Acas have always offered conciliation in Employment Tribunal cases and a very good service it is too. However since May this year, potential claimants have been forced to contact Acas before even initiating a claim. Attempts at conciliation are then made which lead either to a binding settlement (called a COT3) or to the potential claimant being given a certificate which allows him or her to take the claim on to an Employment Tribunal.
Acas is doing its best to sound pleased by the latest figures which show them being contacted just over 37,000 times in the first six months of the scheme being operational. Acas notes that very few parties refuse to participate in the process, but then report that in between April and June just 18% of the contacts made result in a COT3 settlement. In other words, in the first three months of the scheme (we aren’t given the six month figure), early conciliation has removed just 3046 claims from the system.
I’m not too surprised by that. If I were an employer I would be unlikely to settle a case without seeing the claim put in writing so that I can properly assess the likely outcome and then seeing if the employee is able or keen enough to pursue it by paying the ET fee.
A majority of claims do not proceed
What is particularly interesting about these figures is that Acas is reporting what proportion of the contacts made between April and June this year went on to become Employment Tribunal claims by the end of October. A total of 4,198 claims went on to the Tribunal – 28 per cent of the total contacts made. However, 9,918 of the cases did not progress to a Tribunal claim. That is 58 per cent of the total claims notified in that period.
That is not a healthy figure. It suggests that a clear majority of those who contact Acas because they think they have a claim against their employer that is worth pursuing do not, in the end, pursue it.
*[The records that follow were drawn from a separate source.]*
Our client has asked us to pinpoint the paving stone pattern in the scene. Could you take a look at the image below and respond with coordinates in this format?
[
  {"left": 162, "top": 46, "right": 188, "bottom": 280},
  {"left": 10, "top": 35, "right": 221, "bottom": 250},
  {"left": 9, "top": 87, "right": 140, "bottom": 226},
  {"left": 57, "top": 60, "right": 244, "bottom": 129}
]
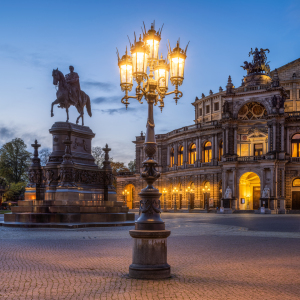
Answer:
[{"left": 0, "top": 214, "right": 300, "bottom": 300}]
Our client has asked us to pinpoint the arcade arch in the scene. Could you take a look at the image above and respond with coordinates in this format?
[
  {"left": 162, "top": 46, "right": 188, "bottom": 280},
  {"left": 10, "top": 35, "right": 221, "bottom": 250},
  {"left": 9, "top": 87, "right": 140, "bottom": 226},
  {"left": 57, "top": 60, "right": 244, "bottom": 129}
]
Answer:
[
  {"left": 124, "top": 183, "right": 135, "bottom": 209},
  {"left": 238, "top": 172, "right": 261, "bottom": 210}
]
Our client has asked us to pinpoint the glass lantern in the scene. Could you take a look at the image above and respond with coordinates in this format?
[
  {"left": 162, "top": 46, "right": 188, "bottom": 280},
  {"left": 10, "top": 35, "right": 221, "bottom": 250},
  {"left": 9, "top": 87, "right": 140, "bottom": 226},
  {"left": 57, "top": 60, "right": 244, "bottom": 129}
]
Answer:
[
  {"left": 118, "top": 48, "right": 133, "bottom": 91},
  {"left": 143, "top": 24, "right": 161, "bottom": 61},
  {"left": 130, "top": 36, "right": 149, "bottom": 83},
  {"left": 168, "top": 42, "right": 186, "bottom": 85},
  {"left": 154, "top": 56, "right": 169, "bottom": 92}
]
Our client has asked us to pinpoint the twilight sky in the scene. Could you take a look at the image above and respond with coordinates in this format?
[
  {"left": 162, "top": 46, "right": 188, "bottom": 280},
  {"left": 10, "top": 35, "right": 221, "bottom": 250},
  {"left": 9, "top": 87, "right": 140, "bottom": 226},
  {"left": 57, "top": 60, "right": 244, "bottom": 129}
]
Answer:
[{"left": 0, "top": 0, "right": 300, "bottom": 163}]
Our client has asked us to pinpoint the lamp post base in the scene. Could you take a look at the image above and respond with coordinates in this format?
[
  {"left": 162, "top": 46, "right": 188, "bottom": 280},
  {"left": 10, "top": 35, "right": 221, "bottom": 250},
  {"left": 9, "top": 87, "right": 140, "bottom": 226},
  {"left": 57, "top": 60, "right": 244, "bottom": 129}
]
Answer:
[{"left": 129, "top": 230, "right": 171, "bottom": 279}]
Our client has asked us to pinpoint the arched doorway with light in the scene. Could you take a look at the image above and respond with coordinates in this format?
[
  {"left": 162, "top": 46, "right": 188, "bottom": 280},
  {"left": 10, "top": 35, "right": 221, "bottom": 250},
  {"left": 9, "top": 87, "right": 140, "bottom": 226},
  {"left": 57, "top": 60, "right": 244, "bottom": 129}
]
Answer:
[
  {"left": 238, "top": 172, "right": 261, "bottom": 210},
  {"left": 123, "top": 183, "right": 135, "bottom": 209}
]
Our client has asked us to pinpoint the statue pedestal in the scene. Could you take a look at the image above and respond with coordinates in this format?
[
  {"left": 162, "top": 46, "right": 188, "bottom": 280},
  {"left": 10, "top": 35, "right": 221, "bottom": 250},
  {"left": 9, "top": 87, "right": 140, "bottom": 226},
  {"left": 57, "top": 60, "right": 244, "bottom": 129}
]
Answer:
[
  {"left": 3, "top": 122, "right": 135, "bottom": 228},
  {"left": 278, "top": 199, "right": 286, "bottom": 214},
  {"left": 217, "top": 198, "right": 236, "bottom": 214},
  {"left": 129, "top": 230, "right": 171, "bottom": 279}
]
Now it may be that those cases were doomed to fail in any event. Perhaps after discussing the case with Acas or hearing the employer’s response to their claim, those individuals realised that they were going to lose in the Tribunal and decided not to proceed. If that is what is happening then that is a good thing. But if that really is the explanation then we will inevitably see a marked increase in the success rate of the claims that are brought before the Tribunal. If the weak cases are being weeded out by early conciliation then it follows that it is the stronger cases that remain.
I very much doubt that future ET statistics will show that happening. To believe that the claims that are not progressing to Tribunal are mainly weak cases that should never have been brought in the first place you have to really want that to be true. Common sense tells us that the dramatic fall in cases that we have seen over the past year cannot possibly be explained merely by employees realising that they don’t have a valid claim. The fee regime is protecting employers who behave unfairly, discriminate against employees, or who fail to pay them what they are owed.
Our employment law system is broken – and these new figures from Acas support that view.